In the United States, venture capital firms invested $6.6 billion on 797 projects in 2006 according to PricewaterhouseCoopers. These venture capital funds were distributed to startups making electric vehicles, outdoor clothing and other high-demand products. Entrepreneurs looking to turn their ideas into reality should look at venture capital money to get started quickly. As the economy contracts and lending institutions cast a leery eye to new businesses, venture capital firms may be the best option for startup owners with sound business plans.

  1. Benefits

    • For small business owners, the primary benefits of venture capital money are quick funding and industry-specific expertise. Venture capital firms assign associates as well as entrepreneurs-in-residence to projects that are deemed profitable. The quick turnaround on venture capital money differs from the slow grind of applying for business loans and seeking investors on the open market. The entrepreneur-in-residence at a venture capital firm is an expert on a specific industry or niche that can advise business owners receiving venture capital money.

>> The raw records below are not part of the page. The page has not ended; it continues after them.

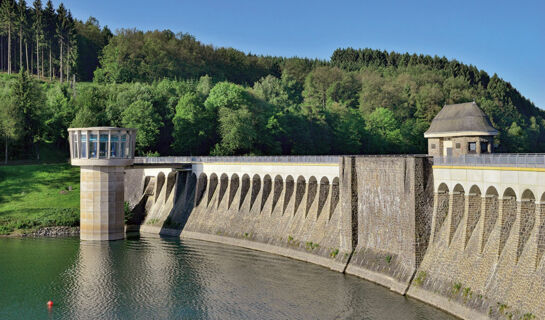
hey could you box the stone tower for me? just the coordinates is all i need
[424,102,498,157]
[68,127,137,240]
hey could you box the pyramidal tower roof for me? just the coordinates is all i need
[424,102,498,138]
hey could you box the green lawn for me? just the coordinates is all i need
[0,163,80,235]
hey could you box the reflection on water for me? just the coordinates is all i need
[0,236,455,320]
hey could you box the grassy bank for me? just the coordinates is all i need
[0,163,79,235]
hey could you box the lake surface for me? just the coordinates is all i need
[0,235,455,320]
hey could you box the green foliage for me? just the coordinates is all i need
[522,313,536,320]
[94,29,283,85]
[121,99,163,154]
[365,107,403,153]
[462,287,472,303]
[146,218,160,225]
[413,271,426,286]
[0,208,79,235]
[287,235,295,245]
[2,6,545,159]
[71,84,108,127]
[124,201,132,224]
[303,66,344,109]
[385,255,392,264]
[497,302,509,315]
[0,163,80,234]
[172,92,215,155]
[206,82,277,155]
[305,241,319,251]
[452,282,462,295]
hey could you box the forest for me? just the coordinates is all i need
[1,0,544,162]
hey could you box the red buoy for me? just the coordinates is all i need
[47,300,53,308]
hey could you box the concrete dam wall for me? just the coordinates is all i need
[124,156,544,319]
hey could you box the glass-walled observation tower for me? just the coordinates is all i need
[68,127,137,240]
[68,127,136,165]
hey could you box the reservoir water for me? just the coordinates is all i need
[0,235,455,320]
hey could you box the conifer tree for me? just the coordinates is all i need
[1,0,16,74]
[17,0,26,71]
[55,3,67,82]
[43,0,54,79]
[32,0,42,78]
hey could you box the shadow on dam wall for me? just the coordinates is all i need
[123,156,545,320]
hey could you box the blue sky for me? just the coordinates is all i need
[52,0,545,108]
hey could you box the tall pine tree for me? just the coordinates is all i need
[1,0,16,74]
[55,3,66,82]
[32,0,42,78]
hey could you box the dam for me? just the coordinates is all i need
[67,102,545,319]
[123,154,545,319]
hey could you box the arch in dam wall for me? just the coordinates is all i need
[465,185,481,248]
[217,174,228,209]
[482,186,499,253]
[250,174,261,211]
[518,189,535,262]
[155,172,165,203]
[261,175,272,212]
[228,174,240,210]
[195,173,207,207]
[165,172,177,203]
[330,177,339,220]
[449,184,465,245]
[283,175,294,215]
[239,174,251,210]
[433,183,449,243]
[272,175,283,213]
[142,169,342,220]
[207,173,218,207]
[499,187,517,257]
[317,177,329,219]
[306,176,318,217]
[294,176,306,216]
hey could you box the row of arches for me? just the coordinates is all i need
[194,172,340,219]
[153,171,177,204]
[435,183,545,265]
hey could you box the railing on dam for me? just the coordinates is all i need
[434,153,545,167]
[134,155,341,164]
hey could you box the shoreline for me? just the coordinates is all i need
[2,226,80,238]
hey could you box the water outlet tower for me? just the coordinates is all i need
[68,127,137,240]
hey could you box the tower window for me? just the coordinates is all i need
[481,142,489,153]
[468,142,477,153]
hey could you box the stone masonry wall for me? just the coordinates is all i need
[408,185,545,319]
[344,156,434,294]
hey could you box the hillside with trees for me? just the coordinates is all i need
[0,1,543,162]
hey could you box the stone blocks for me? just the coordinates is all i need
[80,166,125,240]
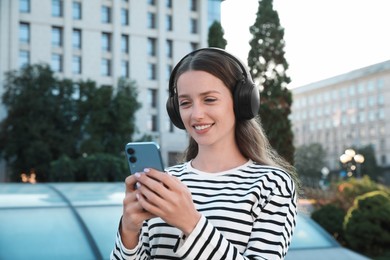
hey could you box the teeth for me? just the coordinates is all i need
[194,124,211,130]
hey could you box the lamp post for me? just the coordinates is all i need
[339,149,365,178]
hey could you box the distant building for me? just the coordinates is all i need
[0,0,224,181]
[291,60,390,173]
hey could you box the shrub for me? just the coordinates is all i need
[49,155,77,182]
[333,176,386,211]
[343,191,390,256]
[311,204,346,242]
[76,153,128,182]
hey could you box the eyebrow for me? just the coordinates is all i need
[178,90,221,99]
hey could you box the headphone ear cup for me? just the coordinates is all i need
[234,81,260,120]
[166,95,185,129]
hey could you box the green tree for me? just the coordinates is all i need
[247,0,294,164]
[0,64,140,182]
[294,143,326,187]
[357,145,382,181]
[80,78,141,155]
[0,64,80,181]
[208,20,227,49]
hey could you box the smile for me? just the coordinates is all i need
[194,124,212,130]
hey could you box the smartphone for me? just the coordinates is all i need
[125,142,164,174]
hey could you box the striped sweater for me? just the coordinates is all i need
[111,160,297,260]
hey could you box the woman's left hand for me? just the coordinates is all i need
[134,168,201,236]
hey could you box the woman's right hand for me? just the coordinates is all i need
[120,173,155,249]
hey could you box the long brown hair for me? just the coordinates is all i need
[172,49,299,189]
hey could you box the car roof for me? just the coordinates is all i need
[0,183,124,260]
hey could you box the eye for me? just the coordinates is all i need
[204,97,217,103]
[179,100,191,107]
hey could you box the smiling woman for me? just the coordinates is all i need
[111,48,300,260]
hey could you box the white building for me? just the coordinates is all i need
[0,0,224,181]
[291,60,390,173]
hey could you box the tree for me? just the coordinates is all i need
[208,21,227,49]
[247,0,294,164]
[294,143,327,187]
[0,64,140,182]
[0,64,80,181]
[357,145,382,181]
[79,78,141,155]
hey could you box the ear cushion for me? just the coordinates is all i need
[166,95,185,129]
[234,79,260,120]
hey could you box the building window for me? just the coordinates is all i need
[101,59,111,76]
[166,40,173,58]
[147,38,156,56]
[148,114,158,132]
[52,0,63,17]
[190,0,197,11]
[121,34,129,53]
[190,18,197,33]
[72,29,82,49]
[121,8,129,25]
[148,89,158,108]
[101,6,111,23]
[166,0,172,8]
[166,64,172,80]
[121,60,129,77]
[147,12,156,29]
[148,63,157,80]
[51,54,63,72]
[19,23,30,44]
[19,50,30,68]
[72,56,82,74]
[102,32,111,52]
[190,42,198,51]
[19,0,30,13]
[166,15,173,31]
[148,0,155,5]
[72,1,82,20]
[52,27,63,47]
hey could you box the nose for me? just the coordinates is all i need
[191,102,205,120]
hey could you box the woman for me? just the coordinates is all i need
[111,48,299,260]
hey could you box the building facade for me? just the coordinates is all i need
[0,0,223,181]
[291,61,390,172]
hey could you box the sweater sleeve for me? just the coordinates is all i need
[174,179,297,260]
[110,220,150,260]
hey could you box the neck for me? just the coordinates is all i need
[192,143,247,173]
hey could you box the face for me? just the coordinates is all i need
[177,70,236,149]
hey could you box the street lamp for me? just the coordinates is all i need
[339,149,365,178]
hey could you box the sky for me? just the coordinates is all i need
[221,0,390,88]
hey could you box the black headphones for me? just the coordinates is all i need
[166,47,260,129]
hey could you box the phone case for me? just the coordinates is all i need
[125,142,164,174]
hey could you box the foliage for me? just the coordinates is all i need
[357,145,382,181]
[247,0,294,164]
[0,64,140,182]
[49,153,128,182]
[208,21,227,49]
[311,204,346,242]
[343,191,390,256]
[294,143,327,187]
[333,175,388,211]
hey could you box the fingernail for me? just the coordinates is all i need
[136,182,141,189]
[143,168,150,173]
[135,172,140,178]
[136,193,140,200]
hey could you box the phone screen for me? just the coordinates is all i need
[125,142,164,174]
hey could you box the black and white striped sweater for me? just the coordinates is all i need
[111,160,297,260]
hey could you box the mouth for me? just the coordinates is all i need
[193,124,213,130]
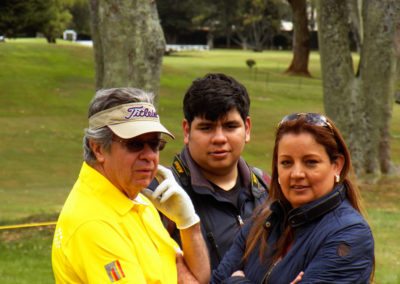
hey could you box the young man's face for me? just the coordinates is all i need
[183,108,251,177]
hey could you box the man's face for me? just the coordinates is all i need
[183,109,251,177]
[94,132,160,199]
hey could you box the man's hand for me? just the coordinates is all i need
[231,270,245,277]
[290,271,304,284]
[142,165,200,229]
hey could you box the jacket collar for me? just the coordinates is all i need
[287,184,347,228]
[180,146,251,194]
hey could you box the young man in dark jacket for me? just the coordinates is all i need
[151,73,269,269]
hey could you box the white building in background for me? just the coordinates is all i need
[280,20,293,32]
[63,30,77,41]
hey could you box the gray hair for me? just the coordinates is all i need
[83,88,155,165]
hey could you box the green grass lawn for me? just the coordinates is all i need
[0,39,399,283]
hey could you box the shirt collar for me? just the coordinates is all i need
[80,162,150,215]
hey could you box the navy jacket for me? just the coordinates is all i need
[212,184,374,284]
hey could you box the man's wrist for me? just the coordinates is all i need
[177,214,200,230]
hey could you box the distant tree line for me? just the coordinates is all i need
[0,0,295,49]
[158,0,292,51]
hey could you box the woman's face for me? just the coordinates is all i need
[277,132,344,208]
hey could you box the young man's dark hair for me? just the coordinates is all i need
[183,73,250,123]
[150,73,270,270]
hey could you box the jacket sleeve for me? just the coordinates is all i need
[221,276,254,284]
[211,222,252,284]
[301,222,374,283]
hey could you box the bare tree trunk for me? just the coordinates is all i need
[318,0,400,176]
[361,0,399,174]
[285,0,311,77]
[88,0,165,98]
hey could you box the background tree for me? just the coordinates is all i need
[157,0,200,44]
[68,0,91,38]
[232,0,284,51]
[0,0,34,37]
[157,0,235,49]
[41,0,72,43]
[88,0,165,96]
[0,0,72,43]
[211,0,240,48]
[318,0,400,175]
[285,0,311,76]
[189,0,235,49]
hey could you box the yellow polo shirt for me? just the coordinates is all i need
[52,162,179,283]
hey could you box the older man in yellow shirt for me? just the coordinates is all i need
[52,88,210,283]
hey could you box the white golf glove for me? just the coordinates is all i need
[142,165,200,230]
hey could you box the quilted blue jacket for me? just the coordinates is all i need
[211,184,374,284]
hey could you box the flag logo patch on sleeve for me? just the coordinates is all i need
[105,260,126,282]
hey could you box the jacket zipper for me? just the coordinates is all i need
[237,195,251,226]
[237,215,244,226]
[262,258,281,284]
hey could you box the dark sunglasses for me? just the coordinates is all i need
[113,137,167,152]
[278,113,333,132]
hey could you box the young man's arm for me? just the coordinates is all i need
[180,223,210,283]
[142,165,210,283]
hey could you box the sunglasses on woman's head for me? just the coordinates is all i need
[278,113,333,132]
[113,137,167,152]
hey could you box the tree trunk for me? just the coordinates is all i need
[45,36,57,44]
[318,0,400,176]
[207,31,214,49]
[166,33,178,44]
[226,27,232,48]
[88,0,165,98]
[285,0,311,77]
[346,0,362,53]
[361,0,399,174]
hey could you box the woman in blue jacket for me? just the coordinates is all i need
[212,113,375,283]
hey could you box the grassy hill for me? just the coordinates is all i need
[0,39,399,283]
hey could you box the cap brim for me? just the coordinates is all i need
[108,121,174,139]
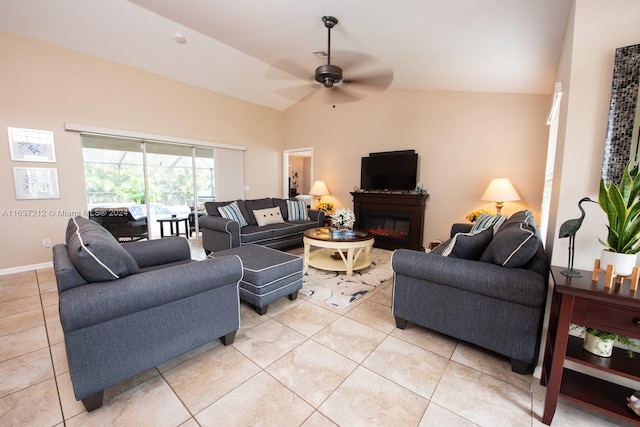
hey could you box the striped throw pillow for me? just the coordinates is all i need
[286,199,310,221]
[470,213,506,234]
[218,201,248,227]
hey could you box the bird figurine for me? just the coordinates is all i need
[558,196,596,277]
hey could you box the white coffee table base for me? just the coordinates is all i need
[303,236,374,277]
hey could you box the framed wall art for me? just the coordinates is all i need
[13,167,60,200]
[8,127,56,162]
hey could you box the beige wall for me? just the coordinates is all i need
[550,0,640,270]
[0,31,284,270]
[284,89,551,246]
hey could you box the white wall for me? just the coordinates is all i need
[0,31,284,270]
[550,0,640,270]
[284,89,550,247]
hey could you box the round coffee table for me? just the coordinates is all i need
[303,227,374,277]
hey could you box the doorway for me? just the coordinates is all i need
[283,148,313,199]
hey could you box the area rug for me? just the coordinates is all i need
[293,247,394,308]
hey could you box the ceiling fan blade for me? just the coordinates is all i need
[330,49,376,72]
[320,86,366,105]
[274,84,316,101]
[345,68,394,91]
[266,58,312,81]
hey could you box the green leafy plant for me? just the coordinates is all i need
[586,327,639,358]
[598,162,640,254]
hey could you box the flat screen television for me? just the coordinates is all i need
[360,150,418,191]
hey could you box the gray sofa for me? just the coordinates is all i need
[53,216,243,411]
[392,210,549,374]
[200,197,325,254]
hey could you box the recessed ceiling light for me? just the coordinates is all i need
[174,33,187,44]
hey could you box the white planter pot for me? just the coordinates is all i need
[583,331,613,357]
[600,249,637,276]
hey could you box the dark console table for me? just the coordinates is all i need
[542,266,640,425]
[351,191,428,251]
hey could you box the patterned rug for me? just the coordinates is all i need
[290,247,394,308]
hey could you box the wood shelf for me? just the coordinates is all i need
[566,335,640,382]
[542,266,640,425]
[560,369,638,424]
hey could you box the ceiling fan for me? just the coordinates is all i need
[270,16,393,105]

For example, an educational software company may be assigned an entrepreneur-in-residence who is a former teacher and consultant at the K-8 level.

    Features

    • In the agreement between a startup business and a venture capital firm, the latter party includes several methods for the startup to repay venture capital money. Venture capitalists typically assess management fees on an annual basis to cover travel costs, labor and other resources. The funding agreement also lays out the percentage of a company's profits that are used as dividends on the venture capitalist's investment. These agreements may also require startups to accept firm employees as consultants to ensure that funds are used appropriately to ensure the highest return possible.

    Considerations

    • Both sides of the venture capital equation should consider the mechanics of startup funding before getting in too deep. Venture capitalists should stagger their funds to account for the 10-year limit on venture capital money. These firms can open funds on a quarterly or yearly basis to maintain fluidity in their investments without funding gaps. Small businesses seeking venture capital money should understand that investors are not created equal. A startup owner who has developed a solar energy conversion kit for cars should look for alternative energy investors rather than general firms. In the search for venture capital, an applicant should look to narrow his funding options to industry-specific firms that are familiar with niche technologies.

    Function

    • Venture capital money is used at various levels of a company's evolution to ensure a smooth transition to the next level. Many startups use these funds to prepare their operations for initial public offerings (IPOs). This early-stage funding may be used to hire additional staff, pay legal fees and improve production capabilities in anticipation of higher consumer interest. A small catering business that has outgrown its single kitchen space may ask for venture capital money to buy a storefront and acquire stoves, vans and other equipment. At the highest level of venture capital funding, businesses are seeking money for advanced research and development to stay ahead in competitive industries like consumer electronics and automotive production.

    Size

    • Venture capital firms are able to provide hundreds of thousands of dollars in money to startups because of their strict selection process. These firms typically fund less than 1% of startups applying for venture capital money, weeding out bad business ideas and owners without clear visions for their companies. The maximum amount of venture capital money available to a new business is $1 million though most firms opt for lesser amounts in early-stage funding. The latest trend in venture funding is the creation of venture capital accounts capable of doling out less than $250,000. Startups with low overhead costs and barriers to entry into their markets can ask for loan amounts in $10,000 intervals rather than $100,000 chunks.